Bidi calls never close, leaking memory client and server #4202

alexnixon · 2018-03-09T09:42:10Z

Using v1.8.0.

The following client/server leaves the bidi RPC call open, holding onto resources and ultimately going OOM if enough calls are made:

// proto
message Request {}
message Response {}

service TestService {
    rpc Ping(stream Request) returns (stream Response);
}

/////////////////////////////
// server impl
private static class ServerServiceImpl extends TestServiceGrpc.TestServiceImplBase {
    @Override
    public StreamObserver<TestRpc.Request> ping(StreamObserver<example.TestRpc.Response> responseObserver) {
        return new StreamObserver<TestRpc.Request>() {
            @Override
            public void onNext(TestRpc.Request request) {
                responseObserver.onNext(TestRpc.Response.newBuilder().build());
                responseObserver.onCompleted();
            }

            @Override public void onError(Throwable throwable) {}
            @Override public void onCompleted() {}
        };
    }
}
    
/////////////////////////////
// client impl
private void oneCall(Channel chan) {
    ClientCall<TestRpc.Request, TestRpc.Response> call =
            chan.newCall(TestServiceGrpc.getPingMethod(), CallOptions.DEFAULT);
    call.start(new ClientCall.Listener<TestRpc.Response>(), new Metadata());
    call.sendMessage(TestRpc.Request.newBuilder().build());
    call.request(1);
}
for (int i = 0; i < 1000; ++i) {
    oneCall(channel);
}

// If I attach a debugger to the client here, I can see 1000 instances of DefaultStream and 1000 instances of a bunch of other grpc/netty bits, even after > 5 minutes and repeated attempts at GC.
Thread.sleep(9999999);

Replacing the client's ClientCall.Listener with one that calls .halfClose() upon completion works around the issue.

The text was updated successfully, but these errors were encountered:

alexnixon · 2018-03-09T15:17:12Z

And the client also has ~550 live threads with the name grpc-default-executor-n. The single channel was created with:

        Channel channel = NettyChannelBuilder
                .forAddress("127.0.0.1", 12345)
                .usePlaintext(true)
                .nameResolverFactory(new DnsNameResolverProvider())
                .build();

And if I replace NettyChannelBuilder with OkHttpChannelBuilder then I end up with ~1k threads. And setting the executor with .executor(Executors.newSingleThreadExecutor()) fixes the thread problem, but the client/server still both go OOM if I increase the 1000 calls to something higher.

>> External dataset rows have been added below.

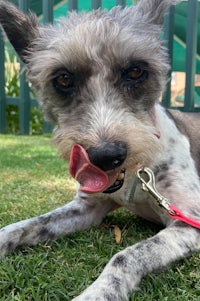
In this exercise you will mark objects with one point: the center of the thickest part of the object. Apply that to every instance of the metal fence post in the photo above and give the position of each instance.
(24, 95)
(2, 86)
(191, 48)
(168, 38)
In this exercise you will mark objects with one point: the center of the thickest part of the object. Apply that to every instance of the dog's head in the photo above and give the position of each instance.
(98, 76)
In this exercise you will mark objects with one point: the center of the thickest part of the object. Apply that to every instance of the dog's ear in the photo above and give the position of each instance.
(20, 29)
(153, 10)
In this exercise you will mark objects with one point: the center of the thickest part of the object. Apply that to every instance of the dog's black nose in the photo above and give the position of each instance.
(109, 155)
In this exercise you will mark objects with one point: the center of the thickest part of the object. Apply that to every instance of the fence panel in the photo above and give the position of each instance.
(25, 102)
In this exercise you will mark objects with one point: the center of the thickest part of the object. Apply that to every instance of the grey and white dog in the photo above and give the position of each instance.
(99, 77)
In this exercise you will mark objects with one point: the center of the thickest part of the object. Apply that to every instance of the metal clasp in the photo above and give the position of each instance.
(146, 176)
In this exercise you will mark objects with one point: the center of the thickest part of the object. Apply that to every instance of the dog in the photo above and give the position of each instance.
(99, 77)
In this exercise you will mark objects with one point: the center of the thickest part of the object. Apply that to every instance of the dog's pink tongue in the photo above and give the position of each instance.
(91, 178)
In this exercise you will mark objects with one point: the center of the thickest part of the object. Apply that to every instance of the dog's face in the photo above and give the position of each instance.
(97, 76)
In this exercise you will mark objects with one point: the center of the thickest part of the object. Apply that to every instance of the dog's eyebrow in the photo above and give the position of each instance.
(134, 63)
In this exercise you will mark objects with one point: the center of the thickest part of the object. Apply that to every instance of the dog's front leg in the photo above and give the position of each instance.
(79, 214)
(125, 270)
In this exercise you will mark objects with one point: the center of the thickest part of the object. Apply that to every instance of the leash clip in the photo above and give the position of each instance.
(146, 176)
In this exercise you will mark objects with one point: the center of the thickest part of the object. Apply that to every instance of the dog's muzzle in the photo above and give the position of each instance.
(97, 170)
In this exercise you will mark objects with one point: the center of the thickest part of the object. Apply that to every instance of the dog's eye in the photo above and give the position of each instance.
(63, 82)
(134, 75)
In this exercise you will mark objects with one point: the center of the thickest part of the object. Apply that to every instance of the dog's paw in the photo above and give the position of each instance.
(99, 293)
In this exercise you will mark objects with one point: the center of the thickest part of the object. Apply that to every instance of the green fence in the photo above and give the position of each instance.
(47, 10)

ejona86 · 2018-03-09T17:10:15Z

This is pure speculation, but I wouldn't be surprised if Netty is retaining the memory because the stream is HALF_CLOSED.

http://httpwg.org/specs/rfc7540.html#rfc.section.8.1 talks about this some:

An HTTP response is complete after the server sends — or the client receives — a frame with the END_STREAM flag set (including any CONTINUATION frames needed to complete a header block). A server can send a complete response prior to the client sending an entire request if the response does not depend on any portion of the request that has not been sent and received. When this is true, a server MAY request that the client abort transmission of a request without error by sending a RST_STREAM with an error code of NO_ERROR after sending a complete response (i.e., a frame with the END_STREAM flag). Clients MUST NOT discard responses as a result of receiving such a RST_STREAM, though clients can always discard responses at their discretion for other reasons.

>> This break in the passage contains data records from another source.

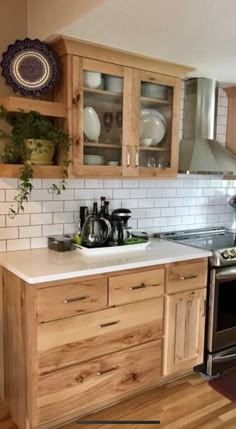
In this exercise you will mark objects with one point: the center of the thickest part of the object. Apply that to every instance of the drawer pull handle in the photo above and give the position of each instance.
(78, 298)
(104, 325)
(142, 286)
(194, 276)
(105, 371)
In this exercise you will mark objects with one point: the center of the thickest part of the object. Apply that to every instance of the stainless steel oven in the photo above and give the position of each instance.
(221, 326)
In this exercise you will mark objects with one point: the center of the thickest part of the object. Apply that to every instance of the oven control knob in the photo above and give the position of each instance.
(225, 254)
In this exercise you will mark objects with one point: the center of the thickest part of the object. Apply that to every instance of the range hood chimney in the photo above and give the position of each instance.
(199, 151)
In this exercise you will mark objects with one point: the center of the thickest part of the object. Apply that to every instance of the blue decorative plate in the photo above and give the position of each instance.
(30, 67)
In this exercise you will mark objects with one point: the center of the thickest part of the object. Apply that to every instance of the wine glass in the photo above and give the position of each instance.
(119, 124)
(108, 121)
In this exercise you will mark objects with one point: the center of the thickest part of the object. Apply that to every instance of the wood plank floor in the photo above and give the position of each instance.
(189, 403)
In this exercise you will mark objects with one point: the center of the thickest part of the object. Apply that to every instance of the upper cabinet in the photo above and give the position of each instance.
(121, 110)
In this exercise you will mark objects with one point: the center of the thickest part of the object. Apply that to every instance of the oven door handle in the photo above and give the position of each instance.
(228, 273)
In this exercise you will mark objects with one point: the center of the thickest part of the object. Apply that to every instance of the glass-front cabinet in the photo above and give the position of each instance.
(125, 121)
(155, 124)
(101, 118)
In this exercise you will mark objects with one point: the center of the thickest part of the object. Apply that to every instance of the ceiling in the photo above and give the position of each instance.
(198, 33)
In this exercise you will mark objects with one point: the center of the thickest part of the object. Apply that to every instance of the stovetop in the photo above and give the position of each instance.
(220, 241)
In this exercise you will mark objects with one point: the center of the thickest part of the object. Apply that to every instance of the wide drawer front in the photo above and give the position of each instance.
(100, 381)
(136, 287)
(66, 342)
(71, 299)
(187, 276)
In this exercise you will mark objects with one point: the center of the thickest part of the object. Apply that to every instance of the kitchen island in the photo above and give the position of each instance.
(82, 333)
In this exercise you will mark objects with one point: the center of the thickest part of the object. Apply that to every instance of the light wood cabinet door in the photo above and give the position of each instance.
(99, 382)
(155, 124)
(184, 331)
(101, 118)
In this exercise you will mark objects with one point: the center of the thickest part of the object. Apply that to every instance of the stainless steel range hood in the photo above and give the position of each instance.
(199, 151)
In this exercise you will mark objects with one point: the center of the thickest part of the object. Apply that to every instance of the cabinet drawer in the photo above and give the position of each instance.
(136, 287)
(71, 299)
(69, 341)
(99, 381)
(187, 276)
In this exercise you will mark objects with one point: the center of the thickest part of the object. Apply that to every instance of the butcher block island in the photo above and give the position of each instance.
(81, 334)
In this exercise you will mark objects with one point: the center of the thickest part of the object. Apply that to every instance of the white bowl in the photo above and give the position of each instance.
(92, 79)
(153, 90)
(146, 141)
(94, 160)
(113, 83)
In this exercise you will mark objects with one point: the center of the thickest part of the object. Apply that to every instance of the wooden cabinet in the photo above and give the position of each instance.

The client should probably be sending a RST_STREAM to the server to transition it to CLOSED. We'd need to look into Netty's behavior here.

alexnixon · 2018-03-09T17:32:13Z

I still see the memory retained in the client when using ok-http though, which points to this being something in the common code?

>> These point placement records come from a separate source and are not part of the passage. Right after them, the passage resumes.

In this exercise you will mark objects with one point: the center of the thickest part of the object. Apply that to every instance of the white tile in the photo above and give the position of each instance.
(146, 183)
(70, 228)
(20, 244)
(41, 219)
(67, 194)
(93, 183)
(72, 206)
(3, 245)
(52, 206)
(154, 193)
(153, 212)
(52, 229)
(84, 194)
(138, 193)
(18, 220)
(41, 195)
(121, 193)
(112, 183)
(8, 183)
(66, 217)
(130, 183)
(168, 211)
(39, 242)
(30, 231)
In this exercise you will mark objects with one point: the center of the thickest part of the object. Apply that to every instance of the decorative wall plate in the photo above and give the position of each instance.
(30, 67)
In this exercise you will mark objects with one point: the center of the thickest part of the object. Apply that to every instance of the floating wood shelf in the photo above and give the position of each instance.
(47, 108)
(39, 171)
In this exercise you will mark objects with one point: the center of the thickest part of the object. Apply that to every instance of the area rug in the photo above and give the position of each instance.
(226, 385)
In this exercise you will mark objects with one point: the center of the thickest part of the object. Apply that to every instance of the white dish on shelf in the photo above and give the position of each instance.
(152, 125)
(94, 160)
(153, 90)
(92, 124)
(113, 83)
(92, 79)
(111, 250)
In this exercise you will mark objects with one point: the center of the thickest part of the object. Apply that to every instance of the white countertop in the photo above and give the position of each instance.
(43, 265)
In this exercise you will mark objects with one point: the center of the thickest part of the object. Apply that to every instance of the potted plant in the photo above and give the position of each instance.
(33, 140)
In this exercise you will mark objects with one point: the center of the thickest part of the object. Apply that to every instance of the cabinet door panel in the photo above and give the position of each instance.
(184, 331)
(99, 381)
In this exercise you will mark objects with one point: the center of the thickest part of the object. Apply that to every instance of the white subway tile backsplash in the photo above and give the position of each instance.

Sorry for going over this again, but I do still wonder if we're misunderstanding something here. This is my train of thought:

In bidi GRPC, both streams are independent
You call onComplete when you're done sending
You expect to continue receiving messages after calling this
Which means the connection and stream must remain open and in memory
So they can only be cleaned up when both sides have indicated they've finished sending, by ending with a success or error

If that's all correct then this isn't a memory leak, it's expected. If it isn't, do you know where that logic breaks down?

ejona86 · 2018-03-09T18:50:24Z

In HTTP (and gRPC) the bi-di stream is done once the server finishes responding. We should simply throw away anything the client tries to send past that point (which is core to our design).

I would fully believe okhttp has the same bug. In fact, I'd expect okhttp to have it before netty.

ericgribkoff · 2018-03-12T22:42:55Z

@alexnixon It looks like there is a problem in Netty clients, but I'm not seeing the same in OkHttp (with which I'm more familiar). Netty clients appear to hold onto resources for the stream in the mapping in io.grpc.netty.NettyClientHandler#streamKey unless the client calls half-close, even keeping them as marked active, but I am not seeing that stream resources are similarly retained by the OkHttp transport.

Are the server and client running in separate processes? At some point I'd imagine you'd get an OOM on the client even if no resources are retained by the stream after completion, simply because you can create streams faster than they can complete. (especially if you're using a single threaded executor, as mentioned in comment #2).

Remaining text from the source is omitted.